For a happily ever after, learn about the many phases of marriage and how to navigate them effectively
Every marriage goes through a predictable process.
Everyone knows that love evolves and changes with time.
Long-term relationships go through several phases, each with its own set of emotions, difficulties to conquer, and development possibilities.
You and your partner will go through these phases at a different rate and, for the most part, you will go through each step more than once.
This means that most marriages will go through each of these phases at least once.
A couple’s journey through marriage may be broken down into several key stages.
1. A Couple’s Honeymoon
It’s common for the first year or two of marriage to be a passion-fueled time, when the emphasis is on the attraction that drew you to walk down the aisle in the first place.
In the early stages of a relationship, a couple is frequently consumed by the enthralling romance they experience.
2. The Process of Moving In and Making a Home
Following a long and happy marriage, the second stage begins when the previous one ends. This may happen gradually or abruptly depending on the couple’s circumstances and their future as a unit.

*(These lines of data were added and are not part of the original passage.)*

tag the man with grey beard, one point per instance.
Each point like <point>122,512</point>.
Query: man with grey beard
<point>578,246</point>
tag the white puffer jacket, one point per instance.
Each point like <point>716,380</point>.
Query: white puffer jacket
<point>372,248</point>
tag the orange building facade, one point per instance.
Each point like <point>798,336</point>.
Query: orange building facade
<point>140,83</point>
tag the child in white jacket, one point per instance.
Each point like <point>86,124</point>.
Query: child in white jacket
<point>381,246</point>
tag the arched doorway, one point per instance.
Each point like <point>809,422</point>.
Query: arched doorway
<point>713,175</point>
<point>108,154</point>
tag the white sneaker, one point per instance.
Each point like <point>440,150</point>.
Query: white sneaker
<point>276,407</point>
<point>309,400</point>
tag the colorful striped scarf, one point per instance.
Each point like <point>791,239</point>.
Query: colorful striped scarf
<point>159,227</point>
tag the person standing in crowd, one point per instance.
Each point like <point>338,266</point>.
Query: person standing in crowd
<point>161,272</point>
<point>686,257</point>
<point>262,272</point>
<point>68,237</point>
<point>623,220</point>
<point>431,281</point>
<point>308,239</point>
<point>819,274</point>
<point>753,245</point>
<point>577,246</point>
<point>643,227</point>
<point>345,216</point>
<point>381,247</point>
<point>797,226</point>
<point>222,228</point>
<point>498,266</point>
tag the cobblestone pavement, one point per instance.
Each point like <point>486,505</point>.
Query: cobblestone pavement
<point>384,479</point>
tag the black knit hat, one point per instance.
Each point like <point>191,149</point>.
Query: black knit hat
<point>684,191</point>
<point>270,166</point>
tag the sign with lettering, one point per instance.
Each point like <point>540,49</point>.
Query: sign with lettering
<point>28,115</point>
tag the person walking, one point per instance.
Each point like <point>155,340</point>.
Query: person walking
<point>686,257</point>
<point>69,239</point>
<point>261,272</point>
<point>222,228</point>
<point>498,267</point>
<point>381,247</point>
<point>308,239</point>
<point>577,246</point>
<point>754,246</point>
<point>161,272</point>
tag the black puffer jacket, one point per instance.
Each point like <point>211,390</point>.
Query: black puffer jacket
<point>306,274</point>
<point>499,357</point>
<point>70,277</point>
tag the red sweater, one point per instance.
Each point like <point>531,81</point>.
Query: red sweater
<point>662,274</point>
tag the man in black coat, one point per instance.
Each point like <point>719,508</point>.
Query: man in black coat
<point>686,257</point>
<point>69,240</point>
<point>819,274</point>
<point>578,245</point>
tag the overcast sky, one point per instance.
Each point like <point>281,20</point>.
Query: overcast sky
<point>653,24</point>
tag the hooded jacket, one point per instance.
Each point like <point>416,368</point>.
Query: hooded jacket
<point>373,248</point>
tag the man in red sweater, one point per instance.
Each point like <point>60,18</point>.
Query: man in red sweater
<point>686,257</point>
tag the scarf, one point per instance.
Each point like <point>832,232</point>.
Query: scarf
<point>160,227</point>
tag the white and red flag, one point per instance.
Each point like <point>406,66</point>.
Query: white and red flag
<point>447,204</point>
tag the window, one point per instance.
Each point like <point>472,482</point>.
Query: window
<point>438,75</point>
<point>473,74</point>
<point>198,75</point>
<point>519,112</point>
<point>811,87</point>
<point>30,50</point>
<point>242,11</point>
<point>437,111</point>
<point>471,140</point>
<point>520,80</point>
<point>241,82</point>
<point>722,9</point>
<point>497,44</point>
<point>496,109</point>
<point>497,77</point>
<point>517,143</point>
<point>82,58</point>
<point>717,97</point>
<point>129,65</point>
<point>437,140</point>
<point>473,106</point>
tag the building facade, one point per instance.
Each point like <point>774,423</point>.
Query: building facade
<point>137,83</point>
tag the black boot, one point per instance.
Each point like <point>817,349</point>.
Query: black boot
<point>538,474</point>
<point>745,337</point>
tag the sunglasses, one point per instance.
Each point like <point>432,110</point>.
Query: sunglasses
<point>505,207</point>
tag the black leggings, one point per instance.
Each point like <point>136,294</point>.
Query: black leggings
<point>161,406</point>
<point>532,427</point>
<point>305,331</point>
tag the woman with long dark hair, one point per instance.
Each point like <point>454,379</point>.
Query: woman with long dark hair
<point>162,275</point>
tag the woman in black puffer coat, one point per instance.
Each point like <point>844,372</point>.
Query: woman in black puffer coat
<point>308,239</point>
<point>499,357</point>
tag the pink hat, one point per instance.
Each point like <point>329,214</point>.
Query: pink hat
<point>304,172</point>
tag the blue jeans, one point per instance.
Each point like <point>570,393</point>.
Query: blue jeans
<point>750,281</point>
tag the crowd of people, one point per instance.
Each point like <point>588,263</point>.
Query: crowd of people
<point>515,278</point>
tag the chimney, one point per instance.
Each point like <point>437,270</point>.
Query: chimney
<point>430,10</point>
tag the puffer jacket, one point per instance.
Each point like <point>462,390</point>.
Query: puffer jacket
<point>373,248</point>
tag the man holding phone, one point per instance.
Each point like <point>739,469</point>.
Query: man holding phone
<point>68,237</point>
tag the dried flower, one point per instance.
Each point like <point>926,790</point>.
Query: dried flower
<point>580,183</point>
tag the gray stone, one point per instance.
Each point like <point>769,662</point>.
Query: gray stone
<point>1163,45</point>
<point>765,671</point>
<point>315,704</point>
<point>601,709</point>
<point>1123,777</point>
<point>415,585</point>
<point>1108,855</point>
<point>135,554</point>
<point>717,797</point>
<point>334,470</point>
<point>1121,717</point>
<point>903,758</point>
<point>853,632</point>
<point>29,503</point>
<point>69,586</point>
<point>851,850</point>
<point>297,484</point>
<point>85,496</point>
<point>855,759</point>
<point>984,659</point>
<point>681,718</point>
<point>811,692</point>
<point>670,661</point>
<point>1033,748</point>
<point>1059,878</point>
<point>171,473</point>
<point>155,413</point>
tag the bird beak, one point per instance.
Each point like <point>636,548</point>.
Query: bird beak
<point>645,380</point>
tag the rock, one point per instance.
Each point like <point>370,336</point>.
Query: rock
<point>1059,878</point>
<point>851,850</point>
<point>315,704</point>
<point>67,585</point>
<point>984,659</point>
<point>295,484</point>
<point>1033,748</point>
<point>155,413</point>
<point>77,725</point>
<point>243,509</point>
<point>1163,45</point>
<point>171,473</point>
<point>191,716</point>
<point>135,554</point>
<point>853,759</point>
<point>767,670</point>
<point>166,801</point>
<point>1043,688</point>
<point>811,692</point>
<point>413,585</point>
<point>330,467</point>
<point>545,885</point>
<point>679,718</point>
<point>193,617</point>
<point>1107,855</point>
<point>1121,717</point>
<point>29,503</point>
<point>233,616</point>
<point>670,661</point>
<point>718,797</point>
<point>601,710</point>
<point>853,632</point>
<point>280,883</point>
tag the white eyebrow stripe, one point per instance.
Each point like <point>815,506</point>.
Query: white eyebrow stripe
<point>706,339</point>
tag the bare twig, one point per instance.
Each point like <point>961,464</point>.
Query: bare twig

In this stage, you discover things about your spouse’s talents, flaws, and personal habits that you may not have known (or gladly disregarded).
3. A sense of disappointment
Once you reach the Disillusionment stage, it is time to move on to the next phase of your relationship.
This is the season of love’s winter solstice, and for some couples, it means the end of the journey.
There is no denying it at this point: the power conflicts that have plagued this relationship for some time have now surfaced.
It’s not uncommon for newlyweds to question, “Is this it?”
4. The Security Net
When a couple reaches this point in their marriage, they realize their spouse has just as many flaws as virtues, and they each go back to redefining who they are.
Ideally, this stage will be a time for you to reacquaint yourselves with each other and work through any previous issues you may have.
5. Again, I’m wholehearted.
To get the best results, couples must be able to accept their partners’ flaws as well as their own as they realize there is no such thing as the ideal spouse for everyone.